En la parte final se expresa la desilusión que padecen los soldados y el anti belicismo aflora: “Y para esto habían estado luchando durante siglos y siglos de civilización. Generaciones enteras habían consumido sus vidas en minas, fábricas, fraguas, capos y talleres, afanándose, tensando más más sus mentes y músculos, puliendo el espejo de su inteligencia…para esto. ¡Todo para esto!(p-130). La muerte del prisionero alemán que  ayudaba transportando camillas refleja que el deseo de matar alemanes ha mutado, al menos en Martin, y se evidencia al recoger su cuerpo: “Era como si su propio cuerpo participara de la agonía de aquel hombre. Por fin todos los odios y mentiras estaban siendo purificadas con sangre y sudor. No quedaba más que la serena amistad entre seres semejantes provenientes de diferentes rincones del universo, eternamente semejantes.(p.131).

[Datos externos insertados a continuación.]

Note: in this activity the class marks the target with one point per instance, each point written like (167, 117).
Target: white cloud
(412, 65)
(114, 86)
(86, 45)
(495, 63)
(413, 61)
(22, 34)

Martín ha sido el testigo principal de cuanto sucede a lo largo de la novela. Participa en la guerra  conforme a su cometido de  conductor de ambulancia o de camillero, pero su implicación coge vuelo cuando el proceso de la guerra le alcanza y entonces reflexiona. Contemplando el mar que se extiende a lo lejos, confiesa a su amigo Tom: “¡Pobre vida! –exclamó-- ¡Y yo que esperaba hacer tantas cosas con ella!(p. 139); ambos reirán, pero con cierta amargura. Piensa  que su participación en la guerra ha sido una tragedia precisamente porque no  sabían lo que era; los americanos en casa tampoco lo sabían. En otro momento dice: “Yo solía creer en la libertad(p. 143) porque se ha pasado la vida luchando por ella, pero ahora “no estoy seguro de que exista tal cosa.(p. 144)   Martín recuerda el ondear de las banderas en América, un país guiado por la prensa y se pregunta: ¿quién la rige? Y cavila sobre las fuerzas ocultas que les sobornaron hasta que decidieron ir “cegados y amordazados, a la guerra” para concluir: “Somos esclavos del talento adquirido, unos esclavos consentidores(p. 145).

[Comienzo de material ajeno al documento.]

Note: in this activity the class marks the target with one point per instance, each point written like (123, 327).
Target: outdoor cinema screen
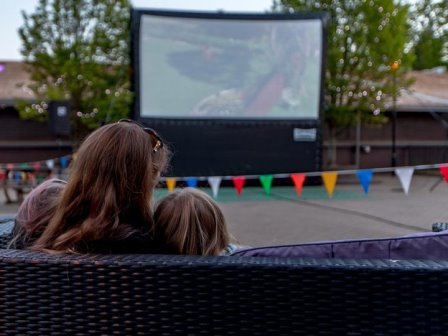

La visión política del drama se enfatiza con el soldado Merrier al sentenciar: “Todo lo que sucede hoy en día no es más que la lucha de clases…” (p.147) André Dubois estima que ellos son parecidos a las ovejas, que siempre hubo una ley para el señor y otra para el esclavo: “Somos esclavos. Estamos ciegos. Estamos sordos (…) Ahora sólo sabemos aquello que nos dicen los dirigentes. ¡Oh mentiras, mentiras (…) que están asfixiando la vida! (…) Debemos alzarnos desesperada, cínica y despiadadamente, para demostrar, al menos, que no vamos a consentirlo (…) ¡Oh, hemos sido engañados tantas veces! ¡Hemos sido tan ingenuos, tan ingenuos!(p.152) Los jóvenes que en uno de los cuadros de la novela brindan por la Revolución saben que la guerra es su principal enemigo y cuando Martin se pregunta si lo creen realmente, el soldado Dubois asegura que son simples intelectuales, pero el poder lo detentan los otros, y el soldado Lully reduce las expectativas: “Sólo podemos combatir las mentiras(p. 156).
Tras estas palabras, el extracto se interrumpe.